12-volt batteries supply useful energy only through a limited range — from over 14 volts (when fully charged and unrested) down to 10.5 volts in use/under load (when lights dim, your motorcycle is hard to start). No 12-volt battery will remain at over 14 volts for more than seconds unless it’s being charged. The lowest limit is 10.5 volts (used in testing) and obviously unsatisfactory in practical use.
Maintaining Your Battery
Tip: Check the fluid levels on each chamber. If any chamber is low, carefully top it up. Use only distilled or deionized water, NOT tap water. Tap water has minerals in it that will not do the battery any good.
The humble battery is a very common cause for motorcycle breakdowns! Unfortunately they are awkward to get to and therefore do not get checked as often as they should.
A battery only requires a little monthly maintenance to perform perfectly. Keep the battery charged to 100%, recharging when the lights dim, the starter sounds weak, or the battery hasn’t been used in more than two weeks. Other than that, follow this simple check list every month:
– Check the electrolyte level
– Top up only with distilled or deionized water, wear gloves and protective glasses. Top up in a well ventilated area, Beware of fumes.
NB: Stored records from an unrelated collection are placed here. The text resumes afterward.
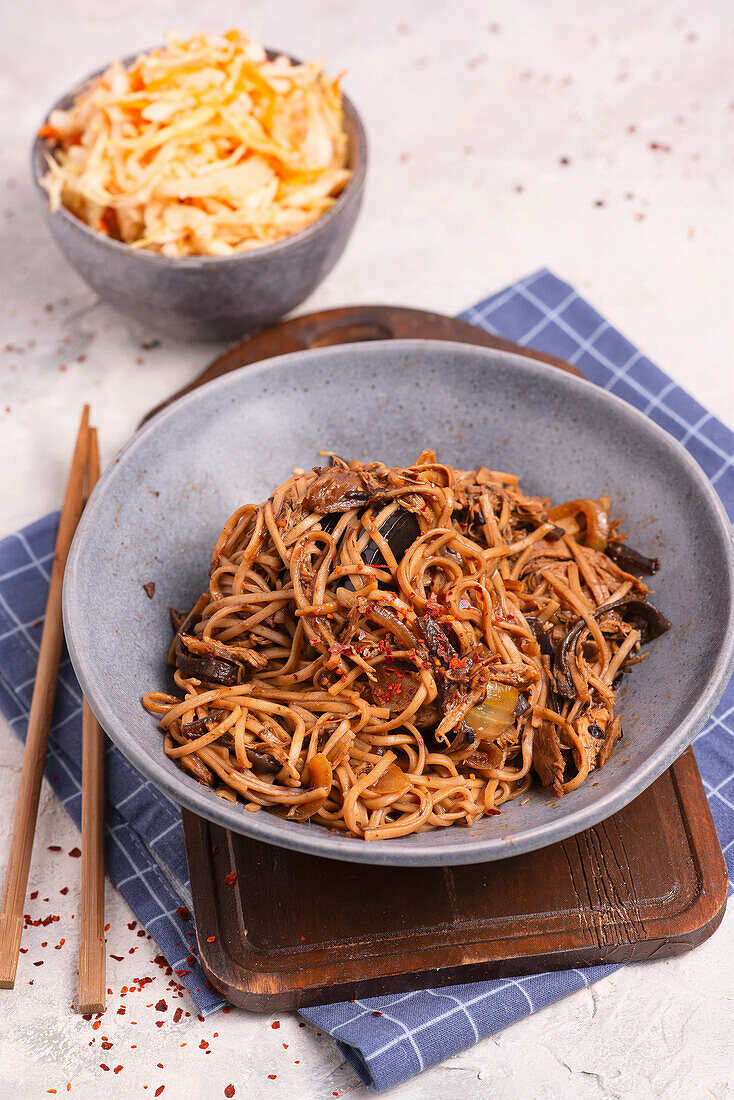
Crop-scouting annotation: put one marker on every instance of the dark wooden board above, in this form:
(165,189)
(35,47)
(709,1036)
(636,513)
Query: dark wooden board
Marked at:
(352,325)
(296,930)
– Keep the top free of grime
– Check cables, clamps, and case for obvious damage or loose connections
– Clean terminals and connectors as necessary
– Check inside for excessive sediment, sulfation or mossing
– Make sure the exhaust tube is free of kinks and clogs
– Replace caps firmly
– Finish up by testing the battery with either a hydrometer or voltmeter. To extend the service life of your battery, make monthly battery maintenance part of your routine.
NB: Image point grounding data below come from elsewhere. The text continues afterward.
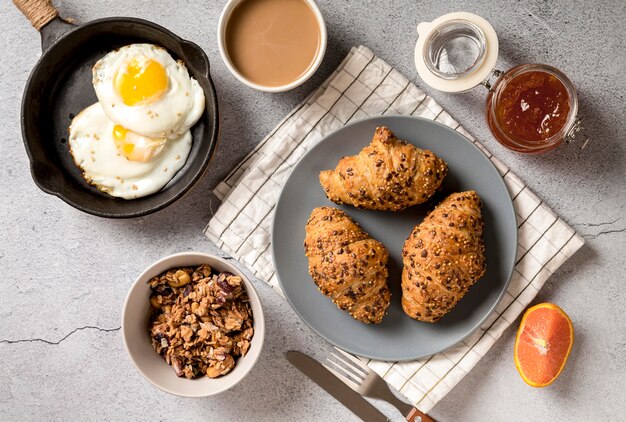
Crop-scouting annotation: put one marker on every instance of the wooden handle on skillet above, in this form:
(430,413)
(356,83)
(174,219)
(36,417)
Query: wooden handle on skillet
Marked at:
(415,413)
(38,12)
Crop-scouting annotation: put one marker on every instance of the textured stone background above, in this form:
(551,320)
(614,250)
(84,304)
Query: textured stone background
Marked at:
(65,274)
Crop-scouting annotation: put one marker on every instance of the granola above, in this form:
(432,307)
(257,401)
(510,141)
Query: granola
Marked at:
(200,320)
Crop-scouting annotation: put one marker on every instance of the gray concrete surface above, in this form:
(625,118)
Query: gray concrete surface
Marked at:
(65,274)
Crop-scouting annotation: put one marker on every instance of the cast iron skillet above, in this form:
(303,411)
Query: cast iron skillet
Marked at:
(59,87)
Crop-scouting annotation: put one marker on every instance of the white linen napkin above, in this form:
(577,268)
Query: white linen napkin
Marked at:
(364,85)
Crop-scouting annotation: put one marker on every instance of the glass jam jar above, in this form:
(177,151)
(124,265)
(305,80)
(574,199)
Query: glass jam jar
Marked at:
(531,108)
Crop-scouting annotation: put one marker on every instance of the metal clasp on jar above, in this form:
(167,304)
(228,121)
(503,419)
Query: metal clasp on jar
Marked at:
(495,73)
(576,135)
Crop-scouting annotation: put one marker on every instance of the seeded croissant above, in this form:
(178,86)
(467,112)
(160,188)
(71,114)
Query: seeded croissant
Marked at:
(388,174)
(443,257)
(347,265)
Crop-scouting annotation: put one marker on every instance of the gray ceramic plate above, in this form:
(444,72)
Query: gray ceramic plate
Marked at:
(398,337)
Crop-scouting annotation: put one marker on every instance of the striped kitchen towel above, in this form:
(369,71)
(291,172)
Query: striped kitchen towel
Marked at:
(362,86)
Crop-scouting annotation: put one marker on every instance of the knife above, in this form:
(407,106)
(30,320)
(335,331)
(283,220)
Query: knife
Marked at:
(335,387)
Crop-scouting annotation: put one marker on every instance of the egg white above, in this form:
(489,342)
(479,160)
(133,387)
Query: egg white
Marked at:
(93,149)
(174,113)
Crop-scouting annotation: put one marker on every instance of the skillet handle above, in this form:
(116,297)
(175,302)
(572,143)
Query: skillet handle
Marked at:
(38,12)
Use only distilled or deionized water, NOT tap water. Tap water has minerals in it that will not do the battery any good.
Storage can be hard on batteries. In fact, non-use can leave them unable to hold a charge.
Store your bike in a place that is always warmer than 32 degrees. If your bike is outside remove the battery from your bike and store it in a location that is always warmer than 32 degrees. This will insure that your battery does not freeze and crack.
If you remove the battery from your bike DO NOT store it on a concrete or metal surface, place the battery on a wood or other non-conductive surface. Batteries stored on concrete or metal will discharge over time.
Place a charger on your battery. Trickle charge your battery at least once a month. A battery that is fully charged will have a longer life and is less likely to freeze during cold winter weather.10/09/2012 at 11:22 AM #10373
Reminds me of the time the Police caught 2 drunks drinking battery acid and eating fireworks.
They charged 1, and let the other 1 off.